I did eat a white-chocolate KitKat and it was pretty good. I am slowly trying to work crunchier things back into my diet but I think truly hard things are off the menu forever - I don't want to break a crown.
* One of my students did recognize how I was dressed because in lab she called me over with "Janet, I need information!" and a couple other people asked me about the character. I guess not many people (or many college students) watch The Good Place. Oh well.It was fun enough and now I also realize I have....
"Mein Kleiner Gruner Kaktus":
Except I have no balcony to set it on, and hopefully no drunk neighbor for it to fall on at 4 am.
* I started "The Eagle of the Ninth" last night. Yes, I am still reading "Miss Mackenzie" but it's hit a sad point (looks like not only is she going to lose her entire fortune but maybe somehow be forced to pay back what she's lived on so far) and it just seemed like too much last night (I was tired and headachy).

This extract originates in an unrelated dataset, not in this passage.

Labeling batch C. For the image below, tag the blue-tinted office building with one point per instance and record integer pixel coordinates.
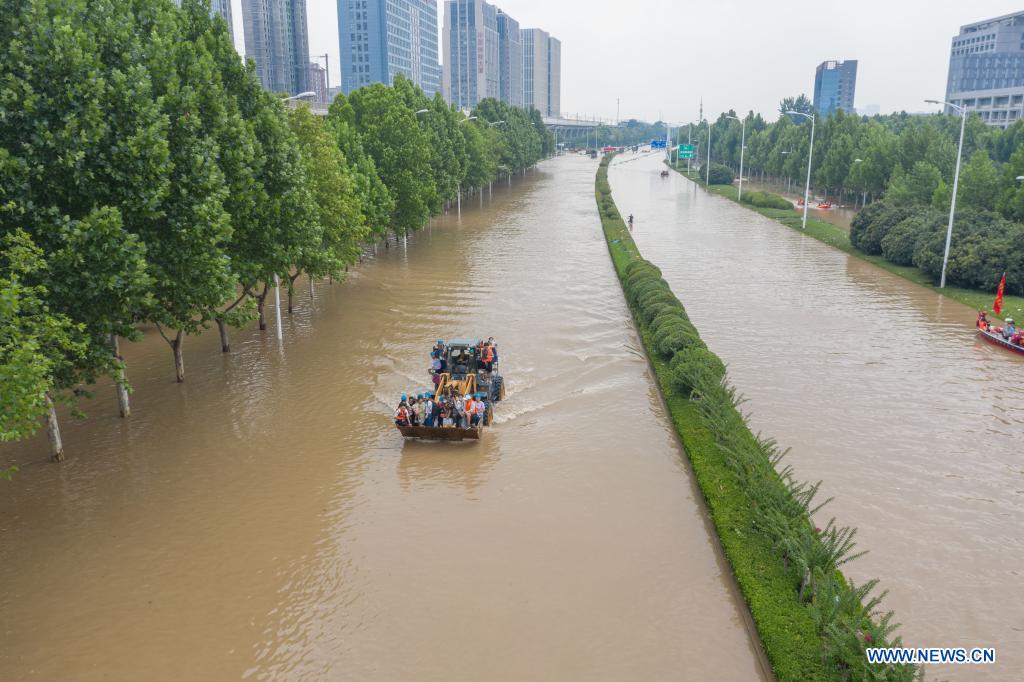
(835, 85)
(380, 39)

I'm just a couple chapters in but I really like it. Like some books of this nature (more often, I have found, books aimed at older kids/young teens), you can almost feel and smell and hear the setting - the dust of the road, the smell of the latrines, the rough wood floor planks....it's very evocative.

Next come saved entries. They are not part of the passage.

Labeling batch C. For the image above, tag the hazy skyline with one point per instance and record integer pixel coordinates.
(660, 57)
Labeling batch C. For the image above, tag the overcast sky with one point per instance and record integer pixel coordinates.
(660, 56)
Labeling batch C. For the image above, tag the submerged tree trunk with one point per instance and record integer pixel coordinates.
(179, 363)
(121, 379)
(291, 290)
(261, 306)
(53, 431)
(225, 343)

I dunno. I never went for the "kids need to read books with people just like them, so they can relate to them" - these are old-Roman guys (or Romanized Britons), men, middle-aged, and I want to read about their lives. I like reading about people not like me because I would like to try to understand them. Or, if nothing else - I like the escape. I like hearing about a life different from mine. I think it would be extremely tedious for me to read about a single, middle-aged woman, working in the sciences or education, at this particular point in time: because I am living it. I don't want to live it in my entertainment. I'd rather read about Roman Britain, or about precariously-middle-class people in Victorian London, or about a detective in the New York City of the 1930s, or a Jewish family in Czarist Russia, whatever.
I also find I like books that are about the stuff-that-happens more than ones that focus on the motivations and brooding and interior lives of the characters, at least some times. At least when the world seems to be too much with me, and the weird human unpleasantness in this world, I just want a good adventure story - all the better if it's one where the "good guys" are clearly good and are going to win.
* I wound up with one (1) trick-or-treater. Maybe-seven-year-old-girl in a Violet Paar costume (from "The Incredibles"). I threw a handful of small Hershey bars in her (nearly-empty) bag.
It makes me a little sad that trick or treat seems to be dying out. I know the concerns about sugar and safety and all that but I have happy memories of it from childhood.